G:U and G:T mismatches, upon DNA replication, give rise to C to T transition mutations. The mismatched U or T is usually removed by MBD4 before replication, thus avoiding mutation. Alternatively, for G:T mismatches, the T may be removed by thymine-DNA glycosylase. Mutations in the MBD4 gene (especially expansions/deletions in the polyadenine regions of the MBD4 gene) increase the genomic instability phenotype of a subset of MMR-defective tumors in mice, specifically contributing to elevated G:C to A:T transitions.

About 1/3 of all intragenic single base pair mutations in human cancers occur in CpG dinucleotides and are the result of C to T or G to A transitions.
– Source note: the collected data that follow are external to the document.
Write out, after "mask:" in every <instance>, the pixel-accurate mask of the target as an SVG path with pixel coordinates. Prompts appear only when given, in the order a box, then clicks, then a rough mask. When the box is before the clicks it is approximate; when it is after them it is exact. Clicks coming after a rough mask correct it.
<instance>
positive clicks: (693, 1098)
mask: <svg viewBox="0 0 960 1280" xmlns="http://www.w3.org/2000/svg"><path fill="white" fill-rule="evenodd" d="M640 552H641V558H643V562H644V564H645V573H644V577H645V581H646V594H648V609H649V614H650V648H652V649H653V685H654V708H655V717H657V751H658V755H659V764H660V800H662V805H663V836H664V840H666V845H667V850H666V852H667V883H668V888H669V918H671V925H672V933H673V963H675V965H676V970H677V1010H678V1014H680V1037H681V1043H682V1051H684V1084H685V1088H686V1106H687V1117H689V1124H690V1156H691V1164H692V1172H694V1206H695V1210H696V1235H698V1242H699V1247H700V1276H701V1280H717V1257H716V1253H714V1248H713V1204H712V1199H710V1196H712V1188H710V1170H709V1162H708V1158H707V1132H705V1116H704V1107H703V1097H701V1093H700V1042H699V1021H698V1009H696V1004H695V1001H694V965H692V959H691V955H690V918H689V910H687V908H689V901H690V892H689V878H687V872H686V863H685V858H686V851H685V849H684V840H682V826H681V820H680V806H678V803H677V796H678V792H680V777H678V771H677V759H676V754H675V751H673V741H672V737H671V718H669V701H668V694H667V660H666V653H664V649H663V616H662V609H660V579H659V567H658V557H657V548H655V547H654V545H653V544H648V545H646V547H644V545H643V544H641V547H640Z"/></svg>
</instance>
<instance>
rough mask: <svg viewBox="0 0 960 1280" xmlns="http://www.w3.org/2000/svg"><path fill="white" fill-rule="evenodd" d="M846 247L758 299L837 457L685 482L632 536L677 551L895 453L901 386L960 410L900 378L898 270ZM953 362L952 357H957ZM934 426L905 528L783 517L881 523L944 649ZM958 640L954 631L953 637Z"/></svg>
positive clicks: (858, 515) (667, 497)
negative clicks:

These transitions comprise the most frequent mutations in human cancer. For example, nearly 50% of somatic mutations of the tumor suppressor gene p53 in colorectal cancer are G:C to A:T transitions within CpG sites.

== Clinical significance in cancer ==

=== Germline mutations of MBD4 ===

Mono- and biallelic germline mutations of MBD4 have been identified in acute myeloid leukemias, uveal melanomas, and glioblastomas. and monoallelic MBD4 germline mutations have been shown to predispose to uveal melanomas.
These cases presented an inactivation of the second allele of MBD4 in tumor and were associated with a subsequent very high mutation burden at CpG dinucleotides.
An MBD4 monoallelic deletion was found amon Israeli Christian Arabs. This heterozygous mutation increased somatic mutation rate in blood cells among carriers.
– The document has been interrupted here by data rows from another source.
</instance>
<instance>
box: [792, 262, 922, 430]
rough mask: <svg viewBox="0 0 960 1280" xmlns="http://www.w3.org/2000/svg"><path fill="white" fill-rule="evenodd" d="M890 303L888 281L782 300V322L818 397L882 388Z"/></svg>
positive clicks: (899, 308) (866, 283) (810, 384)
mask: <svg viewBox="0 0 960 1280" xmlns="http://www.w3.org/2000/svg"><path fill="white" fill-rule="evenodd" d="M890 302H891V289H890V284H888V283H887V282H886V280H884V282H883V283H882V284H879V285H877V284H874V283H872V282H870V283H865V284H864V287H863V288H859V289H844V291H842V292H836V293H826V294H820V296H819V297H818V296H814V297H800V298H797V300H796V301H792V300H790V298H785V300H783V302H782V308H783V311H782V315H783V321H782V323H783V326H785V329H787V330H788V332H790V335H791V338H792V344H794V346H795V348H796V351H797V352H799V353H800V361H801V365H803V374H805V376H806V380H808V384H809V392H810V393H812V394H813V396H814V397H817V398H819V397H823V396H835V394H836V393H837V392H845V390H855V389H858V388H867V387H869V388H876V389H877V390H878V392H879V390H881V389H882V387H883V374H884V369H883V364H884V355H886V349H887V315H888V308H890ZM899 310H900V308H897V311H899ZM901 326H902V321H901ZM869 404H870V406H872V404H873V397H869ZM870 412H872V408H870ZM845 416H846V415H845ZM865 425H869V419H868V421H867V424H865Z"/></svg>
=== Somatic mutations of MBD4 ===

Mutation of MBD4 occurs in about 4% of colorectal cancers. MBD4 mutations also occur in tumor samples of melanoma, ovarian, lung, esophageal and prostate cancers at frequencies between 0.5% and 8%.

MBD4 has a special relationship with DNA mismatch repair (MMR). MBD4 protein binds strongly to the MMR protein MLH1. A mutational deficiency in MBD4 causes down-regulation, at the protein level, of MMR proteins Mlh1, Msh2, Pms2, and Msh6 by 5.8-, 5.6-, 2.6-, and 2.7-fold, respectively. In colorectal cancers with mutations in MMR genes, co-occurrence of MBD4 mutations were found in 27% of cancers.

=== Epigenetic silencing ===

MBD4 mRNA expression is reduced in colorectal neoplasms due to methylation of the promoter region of MBD4. A majority of histologically normal fields surrounding the neoplastic growths also show reduced MBD4 mRNA expression (a field defect) compared to histologically normal tissue from individuals who never had a colonic neoplasm. This indicates that an epigenetic deficiency in MBD4 expression is a frequent early event in colorectal tumorigenesis.

While other DNA repair genes, such as MGMT and MLH1, are often evaluated for epigenetic repression in many types of cancer, epigenetic deficiency of MBD4 is usually not evaluated, but might be of importance in such cancers as well.

=== Response to checkpoint inhibitors ===

MBD4-associated hypermutated profile was shown to be associated with a tumor regression when a uveal melanoma patient was treated with a checkpoint inhibitor making these mutations potential biomarkers to treat cancers.

== Interactions ==

MBD4 has been shown to interact with MLH1 and FADD.